In reversal, Pentagon now says it backs GOP measure on birds

The greater sage-grouse has ruffled feathers in recent years as populations have declined. New management proposals for federal sagebrush landscapes aim to keep the birds healthy, while preserving traditional land uses. Photo credit U.S. Fish and Wildlife Service.

WASHINGTON (AP) — In an abrupt reversal, the Pentagon said Thursday it supports a Republican proposal in a defense policy bill that would bar the Fish and Wildlife Service from using the Endangered Species Act to protect two chicken-like birds in the western half of the U.S.

In an email to Congress, a top Pentagon official said the proposal could help avoid any “negative readiness impacts on military facilities” that might result from listing the sage grouse and lesser-prairie chicken as endangered.

The statement by Pete Giambastiani, a legislative affairs aide, directly repudiates comments Wednesday by Pentagon officials calling the GOP proposal unnecessary. The House-approved language would block endangered-species listing for the two birds for 10 years.

The birds have become flashpoints in an ongoing battle over whether they warrant federal protection that hinders mining and other development from Kansas to California.

In a one-paragraph position paper made public Wednesday, the Pentagon said the GOP provision was “not necessary to protect military testing and training” and said the department “urges its exclusion” from the defense bill being negotiated by House and Senate leaders.

Lucian Niemeyer, assistant secretary of defense for energy, installations and environment, said Wednesday that military installations are “not experiencing significant mission impacts related to the management” of the sage grouse, lesser-prairie chicken or the American burying beetle, another threatened species targeted by the GOP bill.

Giambastiani, in his email Thursday, challenged the accuracy of Niemeyer’s statement.

“The administration, the Defense Department and the Interior Department support the provision in question and believe that it could help the department avoid any negative readiness impacts on military facilities should the species be listed as endangered under the Endangered Species Act,” he wrote. “Importantly, several vital military installations are impacted by sage grouse populations in, around or underneath the airspace used by the Department of Defense on a daily basis.”

Alex Thompson, a spokeswoman for the Wilderness Society, said the GOP bill would “undermine collaborative, bipartisan efforts of Western states and federal agencies by binding the hands of federal agencies to exercise authority under the Endangered Species Act” to protect the sage grouse and lesser-prairie chicken.

“This attempted end-run around congressional authorizing committee jurisdictions has drawn furious opposition” from veterans and sportsmen groups across the country, Thompson said, vowing to fight against the GOP plan.

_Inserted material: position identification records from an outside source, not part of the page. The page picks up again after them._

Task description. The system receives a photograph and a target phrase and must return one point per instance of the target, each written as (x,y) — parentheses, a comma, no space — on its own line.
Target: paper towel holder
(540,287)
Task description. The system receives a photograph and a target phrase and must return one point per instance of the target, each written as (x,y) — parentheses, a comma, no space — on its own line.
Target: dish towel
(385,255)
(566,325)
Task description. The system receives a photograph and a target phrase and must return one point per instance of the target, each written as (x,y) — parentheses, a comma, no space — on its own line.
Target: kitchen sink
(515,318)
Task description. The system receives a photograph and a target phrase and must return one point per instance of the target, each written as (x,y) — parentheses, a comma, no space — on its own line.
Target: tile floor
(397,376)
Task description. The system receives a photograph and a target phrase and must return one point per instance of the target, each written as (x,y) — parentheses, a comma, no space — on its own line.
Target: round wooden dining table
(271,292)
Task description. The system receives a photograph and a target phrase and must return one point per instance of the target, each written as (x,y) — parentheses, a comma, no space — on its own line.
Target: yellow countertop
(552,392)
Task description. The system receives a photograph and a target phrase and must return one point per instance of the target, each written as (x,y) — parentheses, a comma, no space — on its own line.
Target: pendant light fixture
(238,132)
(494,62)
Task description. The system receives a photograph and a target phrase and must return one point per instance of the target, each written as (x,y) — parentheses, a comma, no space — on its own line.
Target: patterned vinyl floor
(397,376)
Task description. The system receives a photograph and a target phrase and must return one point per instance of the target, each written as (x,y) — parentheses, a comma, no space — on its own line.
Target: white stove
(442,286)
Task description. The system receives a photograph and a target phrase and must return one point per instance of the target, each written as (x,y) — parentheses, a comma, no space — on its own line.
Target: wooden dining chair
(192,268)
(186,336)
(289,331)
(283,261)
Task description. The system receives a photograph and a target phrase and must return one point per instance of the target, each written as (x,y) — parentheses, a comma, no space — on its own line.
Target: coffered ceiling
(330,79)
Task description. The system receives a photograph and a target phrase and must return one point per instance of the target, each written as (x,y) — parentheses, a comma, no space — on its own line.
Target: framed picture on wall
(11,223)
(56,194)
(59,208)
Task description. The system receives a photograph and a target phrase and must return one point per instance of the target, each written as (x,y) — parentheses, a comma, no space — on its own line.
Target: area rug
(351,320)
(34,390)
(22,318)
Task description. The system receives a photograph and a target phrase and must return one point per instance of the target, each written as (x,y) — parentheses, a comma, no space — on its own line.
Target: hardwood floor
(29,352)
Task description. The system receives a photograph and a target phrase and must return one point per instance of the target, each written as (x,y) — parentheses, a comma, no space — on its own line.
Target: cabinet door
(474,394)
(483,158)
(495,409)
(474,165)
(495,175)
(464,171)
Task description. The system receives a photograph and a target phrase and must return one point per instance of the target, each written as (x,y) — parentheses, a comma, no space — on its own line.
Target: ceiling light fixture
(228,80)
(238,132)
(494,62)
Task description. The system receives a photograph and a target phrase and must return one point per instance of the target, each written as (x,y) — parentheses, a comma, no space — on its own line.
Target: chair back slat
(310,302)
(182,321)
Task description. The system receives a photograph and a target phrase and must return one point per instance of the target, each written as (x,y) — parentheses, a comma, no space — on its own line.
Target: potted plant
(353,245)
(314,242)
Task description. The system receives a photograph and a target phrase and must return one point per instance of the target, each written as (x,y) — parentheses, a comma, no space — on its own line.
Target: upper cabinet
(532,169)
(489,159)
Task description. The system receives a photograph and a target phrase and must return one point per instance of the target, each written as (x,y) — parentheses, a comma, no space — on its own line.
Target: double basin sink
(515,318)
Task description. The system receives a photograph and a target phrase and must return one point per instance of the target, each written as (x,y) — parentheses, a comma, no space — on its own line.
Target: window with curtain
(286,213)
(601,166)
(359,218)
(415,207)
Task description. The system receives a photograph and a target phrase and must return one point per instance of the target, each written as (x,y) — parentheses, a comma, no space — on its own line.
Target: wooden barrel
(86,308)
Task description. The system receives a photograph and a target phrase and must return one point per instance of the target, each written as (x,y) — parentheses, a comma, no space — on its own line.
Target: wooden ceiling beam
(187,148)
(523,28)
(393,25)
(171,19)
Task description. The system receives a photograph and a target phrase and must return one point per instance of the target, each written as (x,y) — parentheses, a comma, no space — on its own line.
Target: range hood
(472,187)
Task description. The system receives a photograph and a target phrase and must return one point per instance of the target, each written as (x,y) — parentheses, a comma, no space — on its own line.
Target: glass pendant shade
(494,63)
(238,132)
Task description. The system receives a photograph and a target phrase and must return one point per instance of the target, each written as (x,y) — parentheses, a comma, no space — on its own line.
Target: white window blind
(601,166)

Utah Rep. Rob Bishop inserted the endangered-species language into the defense policy bill, arguing that federal conservation efforts for the imperiled birds and the beetle undermine military training and readiness.

A 2015 report by the Army says land-use restrictions designed to protect the sage grouse could affect operations at a number of Western sites, including the Yakima Training Center in Washington state and Hawthorne Army Depot in Nevada.